En ellos pueden leerse afirmaciones de este tipo:
Los que tienen que adaptarse al llegar a un nuevo país son los inmigrantes, no los australianos. Aquí hablamos inglés fundamentalmente. No hablamos árabe, chino, español, ruso, japonés ni ninguna otra lengua. Por lo tanto, si los inmigrantes quieren convertirse en parte de esta sociedad, ¡que aprendan nuestro idioma!

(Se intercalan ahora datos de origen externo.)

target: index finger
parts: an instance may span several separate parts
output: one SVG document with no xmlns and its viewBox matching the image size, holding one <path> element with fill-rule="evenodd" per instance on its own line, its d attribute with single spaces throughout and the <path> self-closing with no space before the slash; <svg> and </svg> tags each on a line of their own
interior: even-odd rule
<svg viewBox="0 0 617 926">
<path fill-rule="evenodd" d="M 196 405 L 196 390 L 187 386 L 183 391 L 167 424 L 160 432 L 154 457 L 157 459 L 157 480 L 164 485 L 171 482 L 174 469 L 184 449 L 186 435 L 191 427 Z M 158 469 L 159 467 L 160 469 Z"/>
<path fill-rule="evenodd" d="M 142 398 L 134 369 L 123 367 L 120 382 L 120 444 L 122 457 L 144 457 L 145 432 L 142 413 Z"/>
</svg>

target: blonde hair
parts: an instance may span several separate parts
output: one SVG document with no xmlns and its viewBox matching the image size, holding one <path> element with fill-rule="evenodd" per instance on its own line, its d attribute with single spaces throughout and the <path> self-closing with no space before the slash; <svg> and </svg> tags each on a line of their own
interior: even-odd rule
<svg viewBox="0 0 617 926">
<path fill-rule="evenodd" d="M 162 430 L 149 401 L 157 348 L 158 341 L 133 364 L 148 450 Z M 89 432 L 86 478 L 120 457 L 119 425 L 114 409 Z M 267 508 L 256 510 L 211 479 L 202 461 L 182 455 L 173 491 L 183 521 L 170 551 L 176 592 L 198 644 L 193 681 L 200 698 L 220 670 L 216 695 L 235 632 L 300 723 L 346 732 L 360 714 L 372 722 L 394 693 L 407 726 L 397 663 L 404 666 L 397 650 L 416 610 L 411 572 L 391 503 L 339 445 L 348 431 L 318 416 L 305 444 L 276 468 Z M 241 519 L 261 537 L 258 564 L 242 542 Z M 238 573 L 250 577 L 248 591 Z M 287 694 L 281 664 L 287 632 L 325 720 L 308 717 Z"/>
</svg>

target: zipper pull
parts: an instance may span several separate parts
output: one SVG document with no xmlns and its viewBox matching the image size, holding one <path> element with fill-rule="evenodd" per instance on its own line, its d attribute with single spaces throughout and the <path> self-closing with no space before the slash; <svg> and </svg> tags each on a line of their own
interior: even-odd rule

La rotundidad de Howard se extiende asimismo al terreno de las creencias:
Hombres y mujeres cristianos fundaron esta nación basados en principios cristianos, lo cual está bien documentado en todos nuestros libros. Por lo tanto, es completamente adecuado demostrar nuestra fe cristiana en las paredes de las escuelas.
Howard no propone que los inmigrantes renuncien a sus creencias e ideas, sino que se comprometan a respetar las del lugar en el que quieren vivir:
Si Cristo les ofende, entonces le sugiero que busquen otra parte del mundo para vivir, porque Dios y Jesucristo son parte de nuestra cultura. Toleraremos vuestras creencias, pero tienen que aceptar las nuestras para poder vivir en armonía y paz junto a nosotros. Este es nuestro país, nuestra patria, y estas son nuestras costumbres y estilo de vida. Les recomiendo encarecidamente que aprovechen la gran oportunidad de libertad que tienen en Australia.
En España los inmigrantes saben bien que un compromiso de integración y respeto a las leyes del país de acogida es su mejor garantía, ya que pondría en evidencia que la inmensa mayoría ha llegado hasta aquí en busca de prosperidad. Lo saben y lo demostraron apoyando mayoritariamente el contrato de integración propuesto por la Generalidad valenciana (aunque al final el inefable PP no tuvo el coraje político necesario para aplicarlo). Saben que ese compromiso les convertiría en ciudadanos libres en pie de igualdad con los españoles. En cambio, quien cuestiona las creencias de los ciudadanos en nuestro país no son algunos recién llegados sino el mismísimo gobierno de la nación.
Es el mundo a revés. Tenemos un gobierno elegido por una diferencia de menos de 900.000 votos con respecto al segundo partido y que, a pesar de ello, se dedica a imponer un modelo rechazado por al menos la mitad de los ciudadanos. Y junto a ello, emplea su tiempo (y nuestros recursos) en la destrucción sistemática de los fundamentos de nuestra convivencia y en socavar los pilares sobre los que se sostiene una sociedad que lleva siglos unida, compartiendo una misma cultura e idénticas creencias. Resulta difícil de entender. Aunque no es la primera vez que la izquierda española emprende este tipo de aventuras.
Un compromiso de respeto a las leyes solo puede preocupar a quien piensa infringirlas. Y también a quien sabe que su discurso en esta materia no responde a la realidad y busca tan solo el halago fácil y la demagogia.